API designers should be writers - davewiner
http://scripting.com/stories/2011/06/21/apiDesignersShouldBeWriter.html
======
spacemanaki
I don't remember where (maybe Coders At Work?) but I've read recommendations
that API design be thought of as a language design. I certainly believe that
thinking about programming language design would help refine the same "taste"
that would result in high quality APIs. For instance, the kind of
thoughtfulness that Christian Queinnec talks about in Lisp in Small Pieces,
talking about type conversion functions like string->number,

    
    
        "Personally, I don't like names formed like this x->y to indicate a
        conversion because this order makes it difficult to understand
        compositions: for example, (y->z (x->y ... )) is less straightforward
        than (z<-y (y<-x ...)).
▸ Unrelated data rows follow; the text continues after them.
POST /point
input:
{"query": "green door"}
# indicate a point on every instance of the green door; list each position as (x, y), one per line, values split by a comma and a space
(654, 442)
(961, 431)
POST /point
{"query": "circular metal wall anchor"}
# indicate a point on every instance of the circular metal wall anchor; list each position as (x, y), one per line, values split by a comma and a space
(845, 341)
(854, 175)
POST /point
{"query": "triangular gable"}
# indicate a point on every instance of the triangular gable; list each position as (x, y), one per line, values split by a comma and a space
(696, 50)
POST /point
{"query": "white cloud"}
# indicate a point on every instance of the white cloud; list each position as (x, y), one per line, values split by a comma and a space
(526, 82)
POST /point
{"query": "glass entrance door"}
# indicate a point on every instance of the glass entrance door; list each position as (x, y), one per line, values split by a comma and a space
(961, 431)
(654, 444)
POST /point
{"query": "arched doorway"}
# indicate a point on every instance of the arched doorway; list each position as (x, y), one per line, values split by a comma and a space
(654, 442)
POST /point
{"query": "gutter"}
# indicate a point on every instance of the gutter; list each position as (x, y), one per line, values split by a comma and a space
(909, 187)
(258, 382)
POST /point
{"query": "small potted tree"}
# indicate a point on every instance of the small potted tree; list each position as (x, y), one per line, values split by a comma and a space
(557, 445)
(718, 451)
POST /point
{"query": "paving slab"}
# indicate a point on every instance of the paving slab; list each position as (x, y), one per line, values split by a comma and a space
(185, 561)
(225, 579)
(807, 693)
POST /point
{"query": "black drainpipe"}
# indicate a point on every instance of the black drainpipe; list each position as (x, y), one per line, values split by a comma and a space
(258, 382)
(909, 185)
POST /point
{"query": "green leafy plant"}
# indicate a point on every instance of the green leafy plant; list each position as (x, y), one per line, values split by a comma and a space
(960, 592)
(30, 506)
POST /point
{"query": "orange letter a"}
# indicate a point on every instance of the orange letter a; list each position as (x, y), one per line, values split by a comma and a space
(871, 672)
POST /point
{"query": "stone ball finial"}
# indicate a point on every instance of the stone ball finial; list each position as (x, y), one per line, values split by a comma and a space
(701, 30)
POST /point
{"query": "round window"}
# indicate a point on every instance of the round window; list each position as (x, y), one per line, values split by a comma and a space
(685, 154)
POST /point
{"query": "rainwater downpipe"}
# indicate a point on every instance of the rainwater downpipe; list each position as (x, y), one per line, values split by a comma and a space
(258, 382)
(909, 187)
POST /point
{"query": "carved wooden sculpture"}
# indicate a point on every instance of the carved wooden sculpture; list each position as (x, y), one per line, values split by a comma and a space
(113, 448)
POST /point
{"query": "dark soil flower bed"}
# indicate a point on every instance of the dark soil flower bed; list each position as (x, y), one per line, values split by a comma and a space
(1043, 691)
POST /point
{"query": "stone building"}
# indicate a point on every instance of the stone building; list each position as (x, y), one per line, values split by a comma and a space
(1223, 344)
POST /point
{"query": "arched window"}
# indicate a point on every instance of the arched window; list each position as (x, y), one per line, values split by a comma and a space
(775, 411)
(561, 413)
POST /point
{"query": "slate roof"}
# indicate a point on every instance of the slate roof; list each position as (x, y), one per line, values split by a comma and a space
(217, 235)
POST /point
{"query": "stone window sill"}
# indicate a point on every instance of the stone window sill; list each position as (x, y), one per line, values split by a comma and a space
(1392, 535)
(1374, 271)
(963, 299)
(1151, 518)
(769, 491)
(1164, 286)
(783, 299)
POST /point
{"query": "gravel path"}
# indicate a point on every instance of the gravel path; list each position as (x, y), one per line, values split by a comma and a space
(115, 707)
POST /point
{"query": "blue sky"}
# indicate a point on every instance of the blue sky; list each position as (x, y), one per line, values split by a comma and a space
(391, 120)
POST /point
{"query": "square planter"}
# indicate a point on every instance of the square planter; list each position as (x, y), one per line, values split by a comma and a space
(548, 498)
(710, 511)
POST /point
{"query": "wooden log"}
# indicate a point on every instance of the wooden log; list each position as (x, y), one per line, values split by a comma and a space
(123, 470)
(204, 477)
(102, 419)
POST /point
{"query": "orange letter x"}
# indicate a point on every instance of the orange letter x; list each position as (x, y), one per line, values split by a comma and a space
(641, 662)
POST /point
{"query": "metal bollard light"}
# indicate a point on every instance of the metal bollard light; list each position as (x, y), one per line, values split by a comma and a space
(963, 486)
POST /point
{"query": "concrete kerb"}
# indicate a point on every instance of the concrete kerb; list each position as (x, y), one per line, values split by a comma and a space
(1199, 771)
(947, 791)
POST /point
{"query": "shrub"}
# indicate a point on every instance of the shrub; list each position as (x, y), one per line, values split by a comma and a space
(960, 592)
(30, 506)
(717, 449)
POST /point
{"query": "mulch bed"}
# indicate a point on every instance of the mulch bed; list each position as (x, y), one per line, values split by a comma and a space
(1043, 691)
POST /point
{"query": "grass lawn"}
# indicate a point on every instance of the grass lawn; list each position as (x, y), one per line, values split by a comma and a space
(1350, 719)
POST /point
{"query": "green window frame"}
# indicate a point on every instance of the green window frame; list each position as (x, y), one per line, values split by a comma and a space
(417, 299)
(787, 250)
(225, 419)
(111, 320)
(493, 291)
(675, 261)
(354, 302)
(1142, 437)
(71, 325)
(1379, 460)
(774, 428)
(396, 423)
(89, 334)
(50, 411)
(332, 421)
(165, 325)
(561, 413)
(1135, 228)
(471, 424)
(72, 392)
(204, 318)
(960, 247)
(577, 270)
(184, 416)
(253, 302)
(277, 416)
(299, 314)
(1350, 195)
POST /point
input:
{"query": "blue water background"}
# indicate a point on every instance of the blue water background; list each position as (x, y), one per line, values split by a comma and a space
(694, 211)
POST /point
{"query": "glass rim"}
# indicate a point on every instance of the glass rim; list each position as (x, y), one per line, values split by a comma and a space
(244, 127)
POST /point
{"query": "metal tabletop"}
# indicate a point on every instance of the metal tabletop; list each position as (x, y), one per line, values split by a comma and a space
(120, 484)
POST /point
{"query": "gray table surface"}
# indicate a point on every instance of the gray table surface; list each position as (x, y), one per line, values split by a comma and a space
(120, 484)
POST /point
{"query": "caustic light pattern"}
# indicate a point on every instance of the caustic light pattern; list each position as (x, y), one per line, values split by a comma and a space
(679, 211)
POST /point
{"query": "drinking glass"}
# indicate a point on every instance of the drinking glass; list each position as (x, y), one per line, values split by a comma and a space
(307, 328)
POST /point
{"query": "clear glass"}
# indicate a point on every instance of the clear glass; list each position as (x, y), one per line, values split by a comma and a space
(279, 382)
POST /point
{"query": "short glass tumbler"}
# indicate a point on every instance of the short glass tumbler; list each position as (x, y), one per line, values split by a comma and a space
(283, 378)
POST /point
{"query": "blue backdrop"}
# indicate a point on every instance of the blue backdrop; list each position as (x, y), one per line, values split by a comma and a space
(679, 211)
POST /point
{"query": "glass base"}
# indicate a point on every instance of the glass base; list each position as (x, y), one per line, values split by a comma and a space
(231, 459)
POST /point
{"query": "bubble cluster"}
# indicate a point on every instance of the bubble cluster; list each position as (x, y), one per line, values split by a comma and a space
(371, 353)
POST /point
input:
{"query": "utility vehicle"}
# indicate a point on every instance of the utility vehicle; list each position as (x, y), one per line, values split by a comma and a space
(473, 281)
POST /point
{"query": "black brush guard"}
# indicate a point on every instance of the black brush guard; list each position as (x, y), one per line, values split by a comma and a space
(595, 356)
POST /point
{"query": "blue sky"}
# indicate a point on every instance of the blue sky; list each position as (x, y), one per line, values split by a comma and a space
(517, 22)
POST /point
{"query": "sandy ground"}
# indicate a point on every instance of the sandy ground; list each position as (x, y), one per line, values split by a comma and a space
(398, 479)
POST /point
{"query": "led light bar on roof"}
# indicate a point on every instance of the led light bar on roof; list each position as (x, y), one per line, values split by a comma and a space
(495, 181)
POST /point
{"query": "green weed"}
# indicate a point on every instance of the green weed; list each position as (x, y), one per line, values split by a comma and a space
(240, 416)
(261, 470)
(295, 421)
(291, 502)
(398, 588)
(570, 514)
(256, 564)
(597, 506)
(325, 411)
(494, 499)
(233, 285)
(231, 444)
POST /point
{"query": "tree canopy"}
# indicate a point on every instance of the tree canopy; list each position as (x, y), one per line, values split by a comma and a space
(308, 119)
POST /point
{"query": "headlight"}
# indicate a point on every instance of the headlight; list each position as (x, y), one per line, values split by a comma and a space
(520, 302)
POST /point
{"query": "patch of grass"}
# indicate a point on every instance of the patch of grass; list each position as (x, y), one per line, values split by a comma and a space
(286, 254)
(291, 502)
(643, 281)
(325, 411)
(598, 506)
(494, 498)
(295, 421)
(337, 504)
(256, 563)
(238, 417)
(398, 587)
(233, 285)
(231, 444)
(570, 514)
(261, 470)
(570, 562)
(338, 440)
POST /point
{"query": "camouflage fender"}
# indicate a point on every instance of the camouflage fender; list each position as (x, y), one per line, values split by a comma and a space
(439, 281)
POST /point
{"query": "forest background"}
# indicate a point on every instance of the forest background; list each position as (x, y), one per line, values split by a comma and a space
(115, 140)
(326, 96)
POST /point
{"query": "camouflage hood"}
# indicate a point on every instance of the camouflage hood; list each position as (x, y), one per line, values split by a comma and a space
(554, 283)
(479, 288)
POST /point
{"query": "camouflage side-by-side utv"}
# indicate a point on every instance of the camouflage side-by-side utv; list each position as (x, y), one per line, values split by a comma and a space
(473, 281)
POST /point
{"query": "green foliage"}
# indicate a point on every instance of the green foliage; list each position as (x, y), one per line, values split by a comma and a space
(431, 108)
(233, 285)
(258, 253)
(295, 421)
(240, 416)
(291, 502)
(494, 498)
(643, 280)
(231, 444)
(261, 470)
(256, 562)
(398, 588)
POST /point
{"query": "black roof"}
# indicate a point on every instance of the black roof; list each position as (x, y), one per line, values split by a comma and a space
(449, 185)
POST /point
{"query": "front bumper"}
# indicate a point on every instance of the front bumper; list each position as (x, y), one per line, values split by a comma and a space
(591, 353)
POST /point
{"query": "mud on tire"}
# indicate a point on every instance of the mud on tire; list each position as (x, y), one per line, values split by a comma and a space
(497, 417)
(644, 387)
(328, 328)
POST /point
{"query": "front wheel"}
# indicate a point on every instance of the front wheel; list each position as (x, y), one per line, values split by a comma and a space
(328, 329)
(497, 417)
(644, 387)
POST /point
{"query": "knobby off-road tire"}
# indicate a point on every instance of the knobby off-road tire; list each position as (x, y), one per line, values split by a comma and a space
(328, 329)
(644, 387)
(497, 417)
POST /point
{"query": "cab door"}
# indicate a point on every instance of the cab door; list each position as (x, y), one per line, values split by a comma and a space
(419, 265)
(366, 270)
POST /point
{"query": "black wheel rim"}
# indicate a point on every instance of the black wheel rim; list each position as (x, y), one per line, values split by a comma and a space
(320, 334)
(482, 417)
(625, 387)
In contrast x->y is much easier to read than
        y<-x. You can see here one of the many difficulties that language
        designers come up against." (footnote on p 5)
    

Also, I think it was in Coders At Work that Joshua Bloch said that APIs should
be carefully designed because it's hard to change them, and also designed with
public consumption in mind, because by the time your private, in-house API is
made public, you can't change it. I think he mentions this repeatedly in
Effective Java too.

My painful experience developing for the BlackBerry OS has really brought this
point home to me, I think many parts of that API were not thought through, and
were never meant to be public.

------
mattdeboard
I can't say as though I share the OP's sentiment wrt the Amazon API, or at
least the boto Python bindings. It's a bit silly that I have to fetch all my
instances (or, at best, all instances in a region, but all ours are in a
single region) to operate on a single one. Other than that though, what
functionality I've used in boto has been straightforward.

Also I kind of lost the thread on what this blog post was about. I'd have
liked to see firmer examples of economy of words/commands in API construction,
as I'm working on an API myself right now.